People old and young join me at this fence, which helps me
justify my peeping, because it’s okay if our individuality is swallowed up in
the mass and everyone’s doing it. It’s really cathartic to get swallowed up in
that unthinking mass. We ogle others and want. And want. And crave. And become
impatient for the outcome without really processing all the work it takes to
get there.
Patience is a virtue. Thus quoteth the mass. But the
difference is that patience is something that has to be shaped by the
individual, regardless of who’s toting the most up-to-date proverb. I’ve never
known a patient mob.
Mobs crush in their rush.
Patience is a really hard virtue to develop.

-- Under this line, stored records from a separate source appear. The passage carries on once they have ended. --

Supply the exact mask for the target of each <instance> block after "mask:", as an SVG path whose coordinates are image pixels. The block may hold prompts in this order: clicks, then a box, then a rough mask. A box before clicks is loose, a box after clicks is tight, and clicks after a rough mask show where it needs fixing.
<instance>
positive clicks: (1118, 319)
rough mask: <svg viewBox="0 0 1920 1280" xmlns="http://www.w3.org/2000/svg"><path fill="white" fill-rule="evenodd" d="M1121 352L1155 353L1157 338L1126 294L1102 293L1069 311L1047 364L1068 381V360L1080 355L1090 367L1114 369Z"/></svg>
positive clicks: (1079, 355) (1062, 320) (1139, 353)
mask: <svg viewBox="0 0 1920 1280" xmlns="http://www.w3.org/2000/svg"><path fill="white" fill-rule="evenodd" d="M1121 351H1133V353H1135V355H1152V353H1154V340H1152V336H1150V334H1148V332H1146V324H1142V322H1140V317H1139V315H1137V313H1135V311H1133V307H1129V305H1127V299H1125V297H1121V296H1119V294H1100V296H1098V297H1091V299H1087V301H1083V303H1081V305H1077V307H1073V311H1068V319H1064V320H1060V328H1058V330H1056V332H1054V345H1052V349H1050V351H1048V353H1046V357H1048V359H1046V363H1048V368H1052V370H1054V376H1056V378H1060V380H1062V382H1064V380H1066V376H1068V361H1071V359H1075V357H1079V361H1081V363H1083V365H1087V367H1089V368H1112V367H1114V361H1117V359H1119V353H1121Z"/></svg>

I know this more as a mom than I did as a…whatever I was
before. (Don’t get stuck in that loop of thought. Redirect.)
A mom. Yes. My kids ask for things and I see there is a
process to attaining that thing but they must have milk NOW! They don’t even
begin to understand the process, and how many individuals are involved in that work.
Which all means something, I’m sure, but in this moment all
I hear is crying and so I putter off without anything being resolved. Or
perhaps it is? I’m not impatient to find out.